Anna Boyiazis : Révolutions photographiques
Pour Anna Boyiazis, arrivée en deuxième place dans la catégorie People du World Press Photo 2018, le photojournalisme et les problèmes sociaux sont indissociables. Entrevue avec une artiste qui vise à changer les perceptions à travers son travail.
Créatrice en soif constante de sujets frappants, Anna Boyiazis n’aurait pas pu résister à l’appel de sa série Finding Freedom in the Water même si elle l’avait voulu. Ces photographies portent sur le Panje Project (panje signifiant «gros poisson» en swahili), un organisme non gouvernemental ayant pour but d’apprendre à nager aux jeunes filles et aux femmes du Zanzibar. Bien qu’à nos yeux occidentaux, il puisse ne pas sembler s’agir là d’un accomplissement exceptionnel, il faut savoir qu’au Zanzibar, les mentalités paternalistes et fortement rétrogrades en place empêchaient depuis très longtemps l’accès à l’eau aux femmes. Ironie suprême du sort pour un peuple insulaire. Le Panje Project fournit entre autres des burkinis (la communauté zanzibarite étant majoritairement musulmane), des techniques de nage et de sécurité aquatique à ces femmes, brisant ainsi un cycle ancien de répression qui leur refusait catégoriquement cette liberté fondamentale que procure la nage.
Libération aquatique
Lorsque la photographe a entendu parler du projet, elle a immédiatement été interpellée. En plus de s’intéresser tout particulièrement dans son œuvre aux problèmes sociaux vécus par les femmes, elle portait le surnom de psaroukla lorsqu’elle était jeune. Il s’agit d’un terme grec qui se traduit librement par «gros poisson», tout comme panje. Le lien n’était pas difficile à faire dans sa tête. «Ç’a été tout sauf facile de réaliser cette série, malgré mon emballement, explique-t-elle. Après des premières approches via courriel pour lesquelles je n’ai tout simplement pas reçu de réponse, j’ai dû me faire à la fois sensible et insistante.

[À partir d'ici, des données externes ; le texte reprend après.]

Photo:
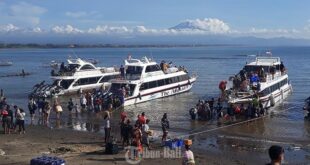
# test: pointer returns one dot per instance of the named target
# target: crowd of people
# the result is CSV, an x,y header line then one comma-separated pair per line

Lorsque j’ai réussi à entrer en contact avec les gens derrière Panje en me rendant directement sur place, un long processus de dialogue avec la communauté s’est amorcé. J’ai rencontré, en compagnie des responsables, les anciens du village, les parents des filles, tout le monde qui avait rapport de près ou de loin avec ce que je voulais documenter, pour m’assurer que personne n’était inconfortable avec mon travail. Après de nombreuses semaines, j’ai enfin pu entrer dans l’eau avec ma caméra.»
Pour Boyiazis, il y a quelque chose de profondément symbolique dans cette connexion nouvelle entre ces Zanzibariennes et l’océan Indien. «Bien que le port d’un maillot de bain intégral puisse nous sembler être de la soumission, cette limitation amène avec elle l’apprentissage d’une compétence essentielle qui pourrait signifier la vie plutôt que la mort pour ces insulaires. À mon sens, c’est un premier pas massif vers l’émancipation; c’est un véritable tremplin pour ces jeunes femmes vers l’autonomisation et la réalisation personnelle. Ce sont des outils dont elles pourront se servir pour briser toutes sortes d’autres barrières préexistantes dans leur vie.»
Photo engagée
Ce qui a attiré Boyiazis vers le photojournalisme, c’est la possibilité de non seulement créer des images percutantes, mais de leur donner une résonance sociale et de faire évoluer les consciences à travers elles. «Je ne me suis jamais posé de question à savoir si je voulais que mon travail soit engagé. Il l’est, tout simplement. Je trouve les sujets ou ce sont les sujets qui me trouvent. Le photojournalisme est essentiel pour mettre en lumière des problèmes sociaux complexes. Son intention est d’inspirer le changement. À travers mon travail, je vise la compassion holistique, à amener une plus grande part d’humanité sur Terre.»
Avec cette série et la reconnaissance qu’elle reçoit, Anna Boyiazis réussit non seulement à montrer une réalité nouvelle et magnifique; elle ouvre aussi les yeux du monde sur un coin de notre planète où les femmes n’ont même pas droit d’acquérir une habileté qui s’avère souvent essentielle à leur survie. Le taux de mort par noyade est plus haut sur le continent africain que partout ailleurs, et les systèmes de valeurs en place dans certains pays plus conservateurs en sont en grande partie responsables. À travers ses images qui voyagent via la tournée mondiale de l’exposition World Press Photo, la photographe vise à faire changer les mentalités. «Selon moi, le cœur de cette série, c’est la juxtaposition entre la liberté absolue que l’on ressent lorsque l’on est dans l’eau et les restrictions toujours bien réelles vécues par un trop grand nombre de femmes et de jeunes filles aujourd’hui.»